The location wasn’t chosen at random - the only scenery around the dome is reddish volcanic rock, which creates the impression of being on the Red Planet.
One of the “Martians,” Sheyna Gifford, described the experiment as "six people who want to change the world by making it possible for people to leave it at will," on her blog, LivefromMars.life.
The Hawaii Space Exploration Analog and Simulation (HI-SEAS) mission will “focus on crewmember cohesion and performance,” according to the statement from University of Hawaii at Manoa, which is involved in the project.
“HI-SEAS researchers are working to develop effective team composition and support strategies to allow crews to successfully travel to Mars and back, an estimated three-year journey.”
According to the university, the crew will be monitored via “cameras, body movement trackers, electronic surveys, and other methods.”
First dinner in simulated space: the cheese & turkey quesadilla & all the veggies were all dehydrated 30 min ago. pic.twitter.com/LX91nUT29v— Sheyna Gifford (@humansareawesme) August 29, 2015
“UH Manoa researchers and their collaborators will be studying the group’s cohesion over time, gathering data on a wide range of cognitive, social and emotional factors that may impact team performance,” the university said.
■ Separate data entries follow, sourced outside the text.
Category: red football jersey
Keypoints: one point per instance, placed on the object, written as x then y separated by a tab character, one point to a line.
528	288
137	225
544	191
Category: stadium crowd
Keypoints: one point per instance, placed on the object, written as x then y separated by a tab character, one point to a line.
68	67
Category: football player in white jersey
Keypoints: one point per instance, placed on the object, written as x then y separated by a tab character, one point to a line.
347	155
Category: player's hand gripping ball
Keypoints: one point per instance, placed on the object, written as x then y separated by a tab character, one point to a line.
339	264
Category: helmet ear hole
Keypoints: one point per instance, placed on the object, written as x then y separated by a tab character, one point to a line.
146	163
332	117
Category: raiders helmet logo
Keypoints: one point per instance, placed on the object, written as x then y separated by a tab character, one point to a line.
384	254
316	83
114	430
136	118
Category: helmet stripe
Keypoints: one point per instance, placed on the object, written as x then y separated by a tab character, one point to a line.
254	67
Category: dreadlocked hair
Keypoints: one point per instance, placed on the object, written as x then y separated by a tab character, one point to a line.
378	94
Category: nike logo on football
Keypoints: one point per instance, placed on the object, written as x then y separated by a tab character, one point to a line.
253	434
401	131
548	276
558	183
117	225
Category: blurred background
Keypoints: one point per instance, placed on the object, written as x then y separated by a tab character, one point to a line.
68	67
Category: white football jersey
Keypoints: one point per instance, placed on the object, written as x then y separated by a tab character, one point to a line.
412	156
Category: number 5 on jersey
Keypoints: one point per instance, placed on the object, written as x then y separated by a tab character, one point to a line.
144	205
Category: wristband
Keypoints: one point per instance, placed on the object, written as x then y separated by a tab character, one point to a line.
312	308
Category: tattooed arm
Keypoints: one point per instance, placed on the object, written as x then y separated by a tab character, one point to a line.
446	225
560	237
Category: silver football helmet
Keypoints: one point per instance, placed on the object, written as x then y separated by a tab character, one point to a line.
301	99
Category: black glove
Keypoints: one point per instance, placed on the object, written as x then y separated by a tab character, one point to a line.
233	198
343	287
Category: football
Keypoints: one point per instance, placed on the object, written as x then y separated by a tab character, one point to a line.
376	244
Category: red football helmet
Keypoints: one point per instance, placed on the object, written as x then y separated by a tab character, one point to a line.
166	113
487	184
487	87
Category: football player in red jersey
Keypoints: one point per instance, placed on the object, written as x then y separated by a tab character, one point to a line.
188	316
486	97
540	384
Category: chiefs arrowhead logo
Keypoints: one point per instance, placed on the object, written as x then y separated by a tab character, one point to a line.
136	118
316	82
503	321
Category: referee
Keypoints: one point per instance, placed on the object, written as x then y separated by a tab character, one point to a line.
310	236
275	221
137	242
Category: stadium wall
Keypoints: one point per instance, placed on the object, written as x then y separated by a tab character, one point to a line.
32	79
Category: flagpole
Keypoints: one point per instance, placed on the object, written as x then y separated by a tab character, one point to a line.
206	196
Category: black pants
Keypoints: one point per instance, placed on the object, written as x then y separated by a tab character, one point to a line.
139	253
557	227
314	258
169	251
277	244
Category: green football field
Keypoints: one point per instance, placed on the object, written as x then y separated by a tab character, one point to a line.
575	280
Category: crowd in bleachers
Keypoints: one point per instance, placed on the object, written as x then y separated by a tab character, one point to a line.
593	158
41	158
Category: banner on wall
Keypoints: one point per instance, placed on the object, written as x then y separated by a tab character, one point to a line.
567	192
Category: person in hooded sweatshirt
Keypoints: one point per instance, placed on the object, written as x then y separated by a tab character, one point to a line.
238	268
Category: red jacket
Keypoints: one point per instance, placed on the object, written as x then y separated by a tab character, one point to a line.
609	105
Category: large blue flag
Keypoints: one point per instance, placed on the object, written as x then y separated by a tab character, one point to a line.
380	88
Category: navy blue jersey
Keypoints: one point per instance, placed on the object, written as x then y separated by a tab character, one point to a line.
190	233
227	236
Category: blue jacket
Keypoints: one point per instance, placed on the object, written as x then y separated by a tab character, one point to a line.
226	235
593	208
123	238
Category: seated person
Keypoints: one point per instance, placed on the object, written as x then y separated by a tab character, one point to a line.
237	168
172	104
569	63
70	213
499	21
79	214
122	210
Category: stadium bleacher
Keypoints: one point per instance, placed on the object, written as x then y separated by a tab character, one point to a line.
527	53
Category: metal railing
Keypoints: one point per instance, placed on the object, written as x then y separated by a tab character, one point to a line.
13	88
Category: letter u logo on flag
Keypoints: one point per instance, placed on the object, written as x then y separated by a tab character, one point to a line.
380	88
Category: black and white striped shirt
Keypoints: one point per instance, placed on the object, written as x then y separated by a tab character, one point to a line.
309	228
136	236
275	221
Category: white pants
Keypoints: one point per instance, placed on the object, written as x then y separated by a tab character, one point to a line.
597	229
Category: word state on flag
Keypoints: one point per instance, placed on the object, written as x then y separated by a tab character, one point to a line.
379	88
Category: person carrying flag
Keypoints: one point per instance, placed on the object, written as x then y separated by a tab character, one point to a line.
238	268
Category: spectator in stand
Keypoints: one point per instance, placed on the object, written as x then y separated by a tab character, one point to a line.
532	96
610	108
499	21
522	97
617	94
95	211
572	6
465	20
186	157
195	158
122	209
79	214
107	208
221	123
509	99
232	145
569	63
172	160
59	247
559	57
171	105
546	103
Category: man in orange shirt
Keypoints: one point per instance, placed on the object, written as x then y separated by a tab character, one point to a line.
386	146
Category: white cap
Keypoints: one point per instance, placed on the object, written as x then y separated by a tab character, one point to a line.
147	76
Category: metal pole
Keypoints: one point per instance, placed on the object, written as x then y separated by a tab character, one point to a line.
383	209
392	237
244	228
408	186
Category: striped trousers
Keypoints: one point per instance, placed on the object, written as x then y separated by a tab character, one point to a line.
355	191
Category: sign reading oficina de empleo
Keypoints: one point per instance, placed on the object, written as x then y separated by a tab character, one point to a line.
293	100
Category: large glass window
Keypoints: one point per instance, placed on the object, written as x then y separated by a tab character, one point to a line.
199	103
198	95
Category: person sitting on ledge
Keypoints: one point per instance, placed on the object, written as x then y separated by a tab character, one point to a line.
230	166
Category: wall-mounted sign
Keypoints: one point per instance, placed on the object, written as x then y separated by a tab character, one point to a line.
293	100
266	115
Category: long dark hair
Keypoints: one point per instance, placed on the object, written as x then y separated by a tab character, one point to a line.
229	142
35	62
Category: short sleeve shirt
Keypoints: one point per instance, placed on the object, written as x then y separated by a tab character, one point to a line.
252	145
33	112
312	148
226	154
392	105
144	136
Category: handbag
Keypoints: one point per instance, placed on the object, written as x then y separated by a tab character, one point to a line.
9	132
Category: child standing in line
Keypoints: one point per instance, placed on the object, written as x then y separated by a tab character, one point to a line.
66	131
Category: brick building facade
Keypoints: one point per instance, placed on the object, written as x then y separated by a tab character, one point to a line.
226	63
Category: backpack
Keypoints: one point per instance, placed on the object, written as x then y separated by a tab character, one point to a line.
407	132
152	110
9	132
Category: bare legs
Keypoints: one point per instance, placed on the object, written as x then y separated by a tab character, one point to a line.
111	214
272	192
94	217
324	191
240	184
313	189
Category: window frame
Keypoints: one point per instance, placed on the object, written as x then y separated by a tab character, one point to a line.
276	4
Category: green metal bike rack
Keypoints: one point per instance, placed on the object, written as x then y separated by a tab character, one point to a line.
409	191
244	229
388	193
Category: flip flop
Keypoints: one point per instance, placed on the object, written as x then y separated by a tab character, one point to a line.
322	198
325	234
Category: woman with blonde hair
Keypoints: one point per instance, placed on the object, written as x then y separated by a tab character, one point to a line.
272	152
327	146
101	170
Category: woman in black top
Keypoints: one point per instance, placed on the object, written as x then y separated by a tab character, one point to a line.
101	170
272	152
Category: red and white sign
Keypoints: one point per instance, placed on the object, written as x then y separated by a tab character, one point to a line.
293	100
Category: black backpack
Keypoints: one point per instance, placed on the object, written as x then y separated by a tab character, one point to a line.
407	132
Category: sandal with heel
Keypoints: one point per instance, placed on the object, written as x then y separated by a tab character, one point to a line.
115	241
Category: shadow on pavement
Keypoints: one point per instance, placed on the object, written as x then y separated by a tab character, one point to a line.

According to Kim Binsted, HI-SEAS principal investigator and UH Manoa professor from the Department of Information and Computer Sciences, “the longer each mission becomes, the better we can understand the risks of space travel.”
“We hope that this upcoming mission will build on our current understanding of the social and psychological factors involved in long duration space exploration and give NASA solid data on how best to select and support a flight crew that will work cohesively as a team while in space,” Binsted said in a statement in July.
Binsted later told AFP that NASA is spending about $1.2 million on these simulations and has just received funding for at least three more similar projects.
"That is very cheap for space research," she told AFP. "It is really inexpensive compared to the cost of a space mission going wrong."
It's a beautiful day in the neighborhood! Mission day 1 looking out at Mauna Kea (Olympus Mons) pic.twitter.com/gDo63CFr0e— Carmel Johnston (@_CarmelJohnston) August 29, 2015
This is the fourth Mars simulation project led by NASA. The previous which lasted eight months and also included six people ended successfully in June.